In this novel approach, the Arabic user requirements are parsed using a natural language processing tool called MADA+TOKAN to generate the Part Of Speech (POS) tags of the parsed user requirements, then a set of heuristics are applied on the resulted tags to obtain the sequence diagram components objects, messages and work flow transitions (messages). We evaluated the technique with more than 1,400 user stories from 22 backlogs and show that (a) the technique generates syntactically valid robustness diagrams, and (b) the quality of automatically generated robustness diagrams compares to the quality of diagrams created by human experts, but depends on the quality of the textual user stories.Ī new semi-automated approach for generating sequence diagrams from Arabic user requirements is presented. The technique utilises natural language processing and rule-based transformations. Moreover, the technique supports "viewpoint-based" diagrams, i.e., diagrams that show relationships between actors, domain entities and user interfaces starting from a diagram element (e.g., an actor) selected by the analyst. In addition to creating diagrams for individual stories, the technique allows combining diagrams of multiple stories into one diagram to visualise workflows within sets of stories (e.g., a backlog). This paper proposes a technique to automatically transform textual user stories into visual use case scenarios in the form of robustness diagrams (a semi-formal scenario-based visualisation of workflows).

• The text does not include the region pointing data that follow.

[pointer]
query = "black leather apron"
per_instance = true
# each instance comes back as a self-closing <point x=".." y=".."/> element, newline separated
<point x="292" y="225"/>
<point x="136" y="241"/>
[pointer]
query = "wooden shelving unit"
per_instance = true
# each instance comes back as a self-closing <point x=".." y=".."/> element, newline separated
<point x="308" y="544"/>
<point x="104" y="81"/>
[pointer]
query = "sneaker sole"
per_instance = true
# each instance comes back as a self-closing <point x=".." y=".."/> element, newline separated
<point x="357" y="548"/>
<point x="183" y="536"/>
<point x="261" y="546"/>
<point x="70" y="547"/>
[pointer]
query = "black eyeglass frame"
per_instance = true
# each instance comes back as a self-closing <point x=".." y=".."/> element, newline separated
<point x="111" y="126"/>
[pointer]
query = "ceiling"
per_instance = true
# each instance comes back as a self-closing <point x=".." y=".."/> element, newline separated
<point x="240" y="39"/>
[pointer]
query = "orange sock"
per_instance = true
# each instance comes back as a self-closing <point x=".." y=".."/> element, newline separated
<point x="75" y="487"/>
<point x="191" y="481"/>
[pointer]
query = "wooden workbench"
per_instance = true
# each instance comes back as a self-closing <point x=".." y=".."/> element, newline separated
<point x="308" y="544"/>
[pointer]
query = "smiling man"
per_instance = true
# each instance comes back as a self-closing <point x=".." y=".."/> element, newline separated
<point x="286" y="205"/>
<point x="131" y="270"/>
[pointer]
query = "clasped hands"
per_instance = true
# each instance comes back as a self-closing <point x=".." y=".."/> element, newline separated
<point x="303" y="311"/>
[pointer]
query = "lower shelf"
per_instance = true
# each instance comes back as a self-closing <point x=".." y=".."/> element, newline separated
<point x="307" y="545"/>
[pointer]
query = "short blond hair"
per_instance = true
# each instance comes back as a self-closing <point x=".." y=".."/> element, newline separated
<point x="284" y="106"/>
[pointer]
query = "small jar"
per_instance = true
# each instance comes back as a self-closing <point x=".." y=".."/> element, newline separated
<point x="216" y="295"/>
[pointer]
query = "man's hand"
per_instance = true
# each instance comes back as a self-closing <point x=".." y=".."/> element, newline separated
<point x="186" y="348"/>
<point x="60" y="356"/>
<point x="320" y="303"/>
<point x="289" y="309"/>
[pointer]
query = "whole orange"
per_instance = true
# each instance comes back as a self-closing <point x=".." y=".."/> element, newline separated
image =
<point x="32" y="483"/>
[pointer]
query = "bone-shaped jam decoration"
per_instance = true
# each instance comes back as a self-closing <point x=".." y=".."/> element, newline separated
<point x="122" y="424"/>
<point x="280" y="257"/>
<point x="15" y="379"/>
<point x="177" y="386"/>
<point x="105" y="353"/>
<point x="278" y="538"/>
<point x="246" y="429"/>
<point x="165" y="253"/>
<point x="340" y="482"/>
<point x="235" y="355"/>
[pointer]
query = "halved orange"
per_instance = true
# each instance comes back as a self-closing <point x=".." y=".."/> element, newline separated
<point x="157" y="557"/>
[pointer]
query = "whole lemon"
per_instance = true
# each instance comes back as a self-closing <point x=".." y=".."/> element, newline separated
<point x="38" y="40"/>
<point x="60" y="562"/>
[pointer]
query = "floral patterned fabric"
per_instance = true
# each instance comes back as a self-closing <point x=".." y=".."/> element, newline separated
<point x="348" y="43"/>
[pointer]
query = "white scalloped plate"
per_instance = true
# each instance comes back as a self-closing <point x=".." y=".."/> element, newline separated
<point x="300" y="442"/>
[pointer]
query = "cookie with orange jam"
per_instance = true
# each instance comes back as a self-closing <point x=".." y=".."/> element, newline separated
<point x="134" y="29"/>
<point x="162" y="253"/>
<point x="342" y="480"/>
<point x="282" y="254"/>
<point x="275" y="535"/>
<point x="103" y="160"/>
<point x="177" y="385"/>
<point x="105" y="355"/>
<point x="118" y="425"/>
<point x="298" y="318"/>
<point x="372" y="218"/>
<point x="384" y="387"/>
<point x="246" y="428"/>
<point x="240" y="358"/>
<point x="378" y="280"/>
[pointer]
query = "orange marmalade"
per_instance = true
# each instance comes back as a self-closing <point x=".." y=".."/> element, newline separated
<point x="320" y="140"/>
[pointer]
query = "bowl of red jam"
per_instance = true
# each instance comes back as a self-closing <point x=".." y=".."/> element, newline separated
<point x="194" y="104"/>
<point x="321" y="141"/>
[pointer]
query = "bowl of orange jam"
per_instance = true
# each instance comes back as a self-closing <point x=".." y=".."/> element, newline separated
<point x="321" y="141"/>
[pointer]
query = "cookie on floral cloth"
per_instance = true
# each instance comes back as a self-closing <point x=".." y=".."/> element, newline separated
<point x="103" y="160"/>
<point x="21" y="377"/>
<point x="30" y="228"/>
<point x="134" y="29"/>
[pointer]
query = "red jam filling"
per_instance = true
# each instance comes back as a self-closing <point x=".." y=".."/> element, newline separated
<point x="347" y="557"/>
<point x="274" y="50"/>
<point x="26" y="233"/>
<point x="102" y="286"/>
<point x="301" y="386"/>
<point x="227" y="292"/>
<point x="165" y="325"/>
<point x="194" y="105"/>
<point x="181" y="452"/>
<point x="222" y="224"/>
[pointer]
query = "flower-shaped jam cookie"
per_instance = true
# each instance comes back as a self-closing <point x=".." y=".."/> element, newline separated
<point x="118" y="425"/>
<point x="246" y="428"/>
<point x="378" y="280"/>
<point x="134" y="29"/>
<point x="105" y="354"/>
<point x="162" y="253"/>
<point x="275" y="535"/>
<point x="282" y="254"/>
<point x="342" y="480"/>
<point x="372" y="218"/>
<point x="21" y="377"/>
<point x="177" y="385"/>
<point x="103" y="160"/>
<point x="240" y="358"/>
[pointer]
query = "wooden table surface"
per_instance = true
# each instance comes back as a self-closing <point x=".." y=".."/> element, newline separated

#Eclipse sequence diagram plugin software#
This makes it hard to (a) maintain user stories and backlogs, (b) fully understand the scope of a software project without a detailed analysis of the backlog, and (c) analyse how user stories impact design decisions during sprint planning and implementation. However, user stories are typically rather short and backlogs can include many stories. Textual user stories capture interactions of users with the system as high-level requirements.